Given the fact the 3133rd was small and its patch rare (the unit’s size was probably about that of the 3132nd, which comprised 8 officers and 137 EM1), it will come as no surprise that a reproduction of the patch exists.  In fact, the person responsible for reproducing the 3133rd patch is also responsible for reproducing the 802nd TD patch, discussed elsewhere on this site, and he is quite proud of both.2 But while his products are good, they are not perfect.

The patch of the 3133rd Signal Service Company: Genuine patch on the left; reproduction on the right.

The design of the patch employs a central field, depicting the devil thumbing his nose, superimposed on a standard, triangular Armor patch, which is divided into three fields. The salient difference between the genuine patch and the reproduction is that the background color of the central field and the top field are the same (orange) on the reproduction but different (central field orange; top field yellow) on the genuine patch.

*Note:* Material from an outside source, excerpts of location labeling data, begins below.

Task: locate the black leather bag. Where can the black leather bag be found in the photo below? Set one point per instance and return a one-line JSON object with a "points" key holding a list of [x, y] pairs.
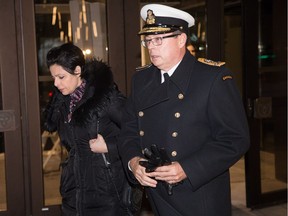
{"points": [[132, 198]]}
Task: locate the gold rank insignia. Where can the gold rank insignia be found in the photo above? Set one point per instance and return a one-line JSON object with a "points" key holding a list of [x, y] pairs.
{"points": [[143, 67], [226, 77], [210, 62]]}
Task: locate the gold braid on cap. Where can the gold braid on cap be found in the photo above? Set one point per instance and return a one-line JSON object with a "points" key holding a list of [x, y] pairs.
{"points": [[154, 29]]}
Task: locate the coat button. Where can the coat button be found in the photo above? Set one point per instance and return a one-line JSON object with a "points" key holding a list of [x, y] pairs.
{"points": [[177, 115], [174, 134], [180, 96], [174, 153]]}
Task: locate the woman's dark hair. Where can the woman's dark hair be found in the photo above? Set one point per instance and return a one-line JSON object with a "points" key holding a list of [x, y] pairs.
{"points": [[67, 55]]}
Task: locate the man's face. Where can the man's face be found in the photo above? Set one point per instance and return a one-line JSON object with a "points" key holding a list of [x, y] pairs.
{"points": [[165, 51]]}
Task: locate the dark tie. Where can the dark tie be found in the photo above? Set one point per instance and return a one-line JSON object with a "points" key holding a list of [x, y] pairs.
{"points": [[166, 77]]}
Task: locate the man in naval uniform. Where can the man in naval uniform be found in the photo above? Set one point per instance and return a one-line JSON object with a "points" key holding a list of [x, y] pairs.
{"points": [[196, 116]]}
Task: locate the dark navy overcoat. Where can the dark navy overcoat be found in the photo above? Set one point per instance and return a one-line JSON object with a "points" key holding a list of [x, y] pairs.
{"points": [[198, 117]]}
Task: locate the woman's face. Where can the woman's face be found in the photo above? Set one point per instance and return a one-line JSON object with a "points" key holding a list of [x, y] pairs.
{"points": [[64, 81]]}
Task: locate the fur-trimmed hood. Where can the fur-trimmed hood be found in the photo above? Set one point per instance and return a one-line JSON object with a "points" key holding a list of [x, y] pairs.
{"points": [[98, 74], [99, 87]]}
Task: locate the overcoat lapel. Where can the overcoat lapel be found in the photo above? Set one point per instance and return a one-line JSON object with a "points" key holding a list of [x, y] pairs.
{"points": [[154, 93]]}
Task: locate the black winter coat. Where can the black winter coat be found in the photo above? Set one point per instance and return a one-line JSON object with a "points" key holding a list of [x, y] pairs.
{"points": [[86, 186]]}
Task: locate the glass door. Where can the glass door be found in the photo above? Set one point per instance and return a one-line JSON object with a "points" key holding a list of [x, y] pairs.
{"points": [[11, 153]]}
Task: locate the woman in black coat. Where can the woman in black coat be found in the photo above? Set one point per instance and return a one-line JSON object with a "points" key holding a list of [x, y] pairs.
{"points": [[85, 110]]}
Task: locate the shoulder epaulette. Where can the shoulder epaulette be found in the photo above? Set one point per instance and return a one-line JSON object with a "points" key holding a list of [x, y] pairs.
{"points": [[210, 62], [143, 67]]}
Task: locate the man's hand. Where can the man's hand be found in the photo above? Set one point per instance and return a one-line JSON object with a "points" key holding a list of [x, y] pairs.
{"points": [[171, 174], [140, 174]]}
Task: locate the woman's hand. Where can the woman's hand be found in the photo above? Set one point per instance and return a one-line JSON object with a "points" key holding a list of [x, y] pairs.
{"points": [[98, 145]]}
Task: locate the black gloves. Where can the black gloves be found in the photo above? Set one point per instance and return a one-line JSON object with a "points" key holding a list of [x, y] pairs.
{"points": [[155, 157]]}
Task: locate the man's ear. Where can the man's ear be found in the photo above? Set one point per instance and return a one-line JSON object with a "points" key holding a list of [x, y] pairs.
{"points": [[182, 39], [77, 70]]}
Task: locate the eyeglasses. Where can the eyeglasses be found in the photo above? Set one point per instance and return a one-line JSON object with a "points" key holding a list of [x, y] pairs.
{"points": [[157, 41]]}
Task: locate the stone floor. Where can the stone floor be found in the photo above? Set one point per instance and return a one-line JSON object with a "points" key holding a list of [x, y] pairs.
{"points": [[52, 197]]}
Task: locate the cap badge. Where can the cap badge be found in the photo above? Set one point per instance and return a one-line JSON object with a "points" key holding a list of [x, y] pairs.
{"points": [[150, 17]]}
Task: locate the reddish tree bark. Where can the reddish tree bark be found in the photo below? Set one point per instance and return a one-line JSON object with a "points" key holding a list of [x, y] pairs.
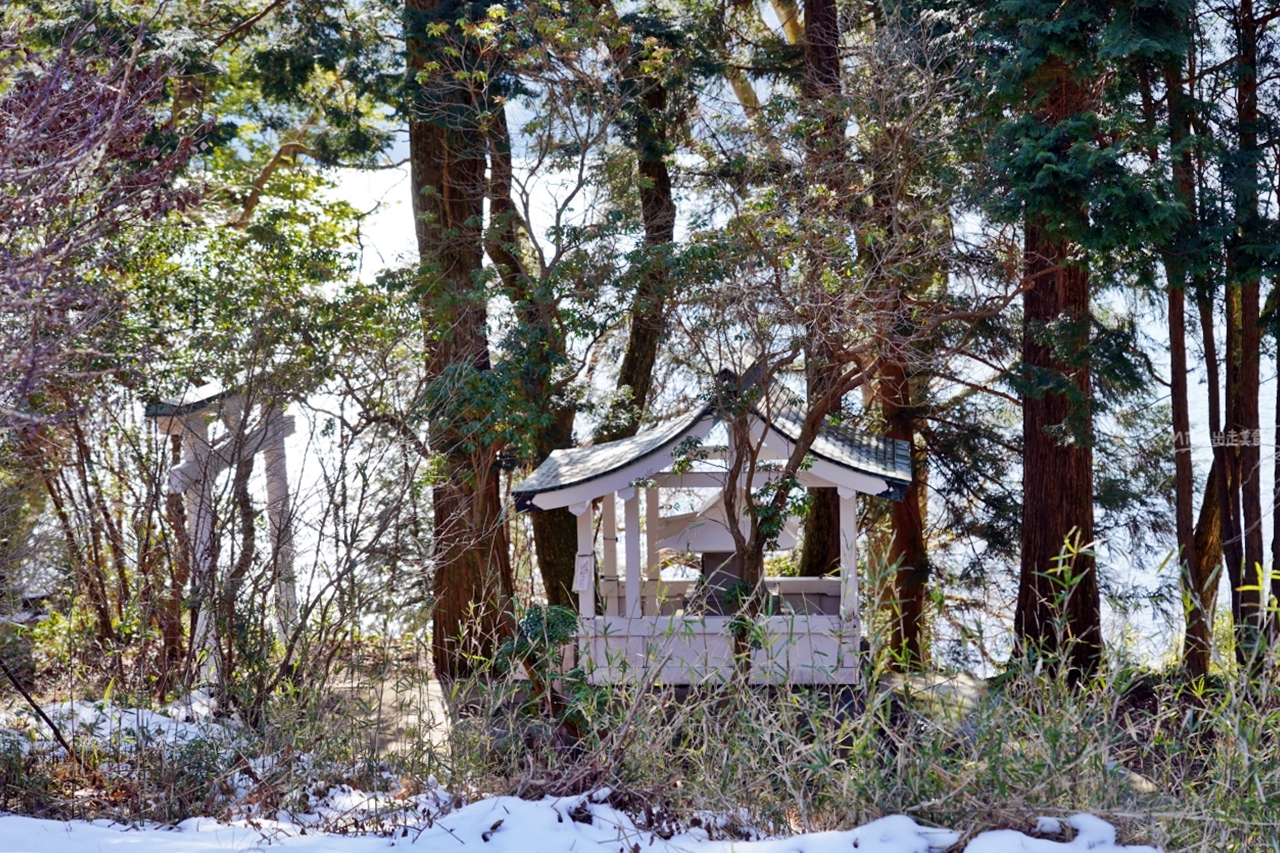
{"points": [[448, 179], [1056, 619]]}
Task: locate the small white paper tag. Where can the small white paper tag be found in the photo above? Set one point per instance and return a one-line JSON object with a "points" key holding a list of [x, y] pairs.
{"points": [[584, 573]]}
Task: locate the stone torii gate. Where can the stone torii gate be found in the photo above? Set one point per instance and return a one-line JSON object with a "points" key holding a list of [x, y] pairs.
{"points": [[188, 419]]}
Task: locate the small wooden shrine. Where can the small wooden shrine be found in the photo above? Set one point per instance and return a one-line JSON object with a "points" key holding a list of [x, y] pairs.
{"points": [[632, 620]]}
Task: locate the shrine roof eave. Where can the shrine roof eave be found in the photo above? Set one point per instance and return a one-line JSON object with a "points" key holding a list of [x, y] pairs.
{"points": [[575, 475], [190, 401]]}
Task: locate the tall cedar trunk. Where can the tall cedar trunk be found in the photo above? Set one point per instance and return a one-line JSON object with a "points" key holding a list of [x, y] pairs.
{"points": [[908, 548], [1200, 629], [554, 530], [447, 167], [1244, 282], [1208, 548], [1052, 619], [1057, 619], [819, 552], [658, 215], [1220, 473]]}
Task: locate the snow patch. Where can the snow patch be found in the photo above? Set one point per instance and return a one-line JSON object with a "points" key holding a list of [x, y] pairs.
{"points": [[511, 825]]}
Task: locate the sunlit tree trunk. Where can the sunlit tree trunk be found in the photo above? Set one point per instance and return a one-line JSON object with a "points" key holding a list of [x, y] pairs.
{"points": [[448, 181]]}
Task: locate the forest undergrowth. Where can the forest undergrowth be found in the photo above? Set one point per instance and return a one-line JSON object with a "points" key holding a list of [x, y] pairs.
{"points": [[1183, 767]]}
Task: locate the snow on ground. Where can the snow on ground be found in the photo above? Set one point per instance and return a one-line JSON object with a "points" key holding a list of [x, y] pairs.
{"points": [[511, 825], [433, 819]]}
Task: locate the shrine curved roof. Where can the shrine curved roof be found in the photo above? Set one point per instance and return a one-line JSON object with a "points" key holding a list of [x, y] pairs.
{"points": [[880, 465]]}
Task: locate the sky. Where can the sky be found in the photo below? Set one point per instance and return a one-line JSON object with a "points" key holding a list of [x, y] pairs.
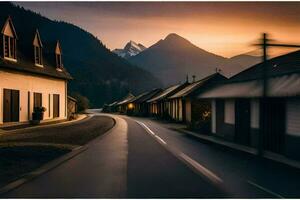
{"points": [[223, 28]]}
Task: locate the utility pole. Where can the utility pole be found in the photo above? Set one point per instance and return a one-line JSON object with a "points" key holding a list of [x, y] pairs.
{"points": [[264, 95]]}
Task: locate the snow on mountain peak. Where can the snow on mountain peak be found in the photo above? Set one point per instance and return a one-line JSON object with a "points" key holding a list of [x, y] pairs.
{"points": [[131, 49]]}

There are other differences. (1) The central field is slightly taller than it is broad on the genuine patch, whereas just the opposite is true of the reproduction.  (2) The bottom of the central field extends to the bottom border of the genuine example but fails to do so on the reproduction. Despite this, the red and blue fields are divided equally below the central field of the reproduction, while red extends slightly into the blue field of the genuine patch. (3) The reproductions exhibit a waviness that extends to  the edge of the patch (most noticeable near the bottom border), and they tend to appear (from attached threads) as if they had been removed from a uniform. (4) The features of the devil's head are coarser on the reproduction. (5) The goatee is pointed on the genuine patch; rounded on the reproduction. (6) The moustache curves upward, away from the mouth, on the genuine patch; downward, toward the mouth, on the reproduction. (7) Each finger of the devils' hand on the reproduction exhibits two distinct horizontal lines (where the joints flex), while on the fingers on the genuine patch these lines are either less distinct or missing. (8) It appears that the reproduction was manufactured to look German-made, whereas the originals were US-made. 

The genuine example illustrated here came from a veteran of the unit who stated that it was issued to him.


1. Official History of the 23rd Headquarters Special Troops.

2 These were among the patches of several units reproduced, in the 1970s, by the same individual, who took pride in their quality duping many collectors.